U.S. Steps Up Security but Not Threat Level

DHS secretary says there's no "specific, credible information" on U.S. attack.

July 2, 2007 — -- As Americans head out for the Fourth of July holiday weekend, they find stepped-up security at the nation's airports since the recent terrorist incidents in Great Britain.

There are more armed officers and additional canine units on patrol, and random searches of cars. Airport security officials said they would also be moving drivers along more quickly and responding fast to any reports of suspicious or abandoned vehicles.

The United States has also increased the number of air marshals on overseas flights.

The alert level at the nation's airports remains orange, signifying a high risk of a terrorist attack, but the threat level for the country remains yellow, which means an elevated risk of an attack.

Department of Homeland Security officials insist there is no need to raise the threat level outside airports.

Homeland Security Secretary Michael Chertoff, speaking on "Good Morning America" today, said, "We do not have any specific, credible information about an attack directed at the United States."

Department spokesman Russ Knocke spoke to ABC News about making any changes to the threat level. "We're very serious about our responsibility to be clear and sober about an increase or an adjustment and why it's being made. We're not going to make an adjustment to the threat level if there is no credible intelligence to support it."
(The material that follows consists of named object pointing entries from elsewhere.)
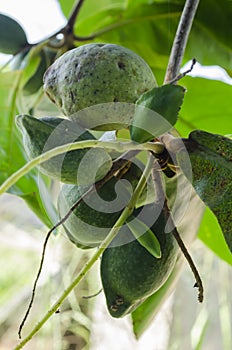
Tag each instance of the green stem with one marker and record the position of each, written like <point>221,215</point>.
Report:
<point>116,146</point>
<point>112,234</point>
<point>180,41</point>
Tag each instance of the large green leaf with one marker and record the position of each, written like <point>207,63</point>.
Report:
<point>210,38</point>
<point>207,106</point>
<point>12,153</point>
<point>188,228</point>
<point>164,102</point>
<point>148,28</point>
<point>210,234</point>
<point>211,160</point>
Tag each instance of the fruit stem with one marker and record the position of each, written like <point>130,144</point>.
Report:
<point>180,40</point>
<point>112,234</point>
<point>121,147</point>
<point>161,196</point>
<point>118,164</point>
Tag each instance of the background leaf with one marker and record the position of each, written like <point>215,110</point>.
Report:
<point>12,153</point>
<point>188,228</point>
<point>207,106</point>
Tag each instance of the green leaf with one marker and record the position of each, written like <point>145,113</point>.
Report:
<point>188,228</point>
<point>12,152</point>
<point>210,38</point>
<point>211,160</point>
<point>12,35</point>
<point>156,112</point>
<point>143,316</point>
<point>207,106</point>
<point>211,235</point>
<point>144,236</point>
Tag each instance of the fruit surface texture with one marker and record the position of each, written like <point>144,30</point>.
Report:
<point>95,74</point>
<point>94,217</point>
<point>129,272</point>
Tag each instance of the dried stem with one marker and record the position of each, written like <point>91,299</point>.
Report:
<point>112,234</point>
<point>180,41</point>
<point>119,164</point>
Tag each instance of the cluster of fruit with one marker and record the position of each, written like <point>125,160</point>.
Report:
<point>96,87</point>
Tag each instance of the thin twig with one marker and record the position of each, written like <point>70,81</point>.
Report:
<point>182,75</point>
<point>180,41</point>
<point>92,295</point>
<point>118,164</point>
<point>158,182</point>
<point>112,234</point>
<point>74,14</point>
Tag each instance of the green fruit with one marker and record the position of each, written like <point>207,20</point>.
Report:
<point>94,217</point>
<point>12,37</point>
<point>79,166</point>
<point>95,74</point>
<point>129,272</point>
<point>35,82</point>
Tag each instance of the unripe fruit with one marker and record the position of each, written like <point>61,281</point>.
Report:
<point>96,214</point>
<point>43,134</point>
<point>95,74</point>
<point>129,272</point>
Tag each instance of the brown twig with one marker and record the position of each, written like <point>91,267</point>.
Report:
<point>73,16</point>
<point>156,174</point>
<point>180,41</point>
<point>119,164</point>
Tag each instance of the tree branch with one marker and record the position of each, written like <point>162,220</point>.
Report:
<point>74,14</point>
<point>180,41</point>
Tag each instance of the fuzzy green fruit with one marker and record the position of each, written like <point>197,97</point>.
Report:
<point>95,74</point>
<point>129,272</point>
<point>94,217</point>
<point>78,166</point>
Knocke insisted that politics plays no role in determining whether to raise or lower threat levels, saying, "that does not factor into our decision."

Some question whether the department, in implementing stepped-up security in the past few days, has raised the threat level to the next level in practice if not in name.

Knocke and others denied that. They said they would be taking significantly more measures, both visibly and behind the scenes if security was increased to the next and highest level, which is red. Red signifies a severe risk of a terrorist attack.

Security measures under a red threat level could include barricades in front of airports, checking all vehicles, and National Guard troops in airports.

U.S. officials did raise security to the red level for a few days last August but only for flights from the United Kingdom to the United States. That was after the British foiled an alleged plot to use liquid explosives to blow up numerous flights from the Great Britain to the United States.

The ramifications of that plot are still felt by U.S. air travelers, who are restricted in the amount of liquids they can bring onboard.

One federal security official told ABC News that raising threat levels has to be a "very deliberate step for well-articulated reasons. We want to keep the powder dry," he said. "We want it to be meaningful. When we go into the next zone, we must have hard evidence."

Transportation Security Administration spokesman Christopher White said "the difference between code orange and code red is that red means an attack is imminent. Since 9/11, no U.S. airports have been at code red. "We are not at red, and [don't expect] to go to red at this time," White said.

ABC's Brian Ross and Pierre Thomas have reported that U.S. intelligence has grown increasingly worried about an attack this summer against Western targets, possibly in the United States.

According to Ross, government sources have also indicated that U.S. intelligence officials received intelligence reports two weeks ago warning of terror attacks in Glasgow and Prague against "airport infrastructure and aircraft."

Chertoff denied that today on "Good Morning America," saying, "We didn't have any specific, credible information about an imminent attack in Glasgow."

One former CIA and State Department counterterrorism official believes the United States is justified in keeping the terrorist alert at its current level. He believes officials are overreacting by increasing security at the airports.

Larry Johnson, who now works as a terrorism consultant, said, "doing this is more about politics than security ... there is no reason to do this."

Johnson said, "It would be one thing if they had intelligence showing people are planning on loading a car with an IED [mprovised explosive device] and driving into an airport. We don't have that kind of intelligence."

"The reality," Johnson said, "is that these kinds of incidents are very infrequent and very rare ... and good law enforcement and intelligence can go a long ways toward thwarting these things."

Brian Jenkins, an analyst at the Rand Corp., believes the government is correct to increase security. "It's just a matter of prudence," he said. "Let's lean forward a little in the foxhole and take it up a notch."

Jenkins said events like those in Great Britain often inspire copycats and hoaxes. "Whether it's a genuine jihadist or a malicious crankster, they could think this is the time to act," he said.

He also believes the increased security may help reassure the public, and that if the Department of Homeland Security failed to increase security and an "event occurs, then people will say, 'Why didn't you do something?'"

Jenkins agrees with Johnson that there is always a political calculation to decisions to increase — or decrease — security.

Johnson believes that adding patrols and searching cars have a measurable effect on security, but he insisted, "we need to be far less reactive, or react when we know there is something we can do to truly change the threat picture and make people safer, as opposed to inconveniencing people over a holiday weekend."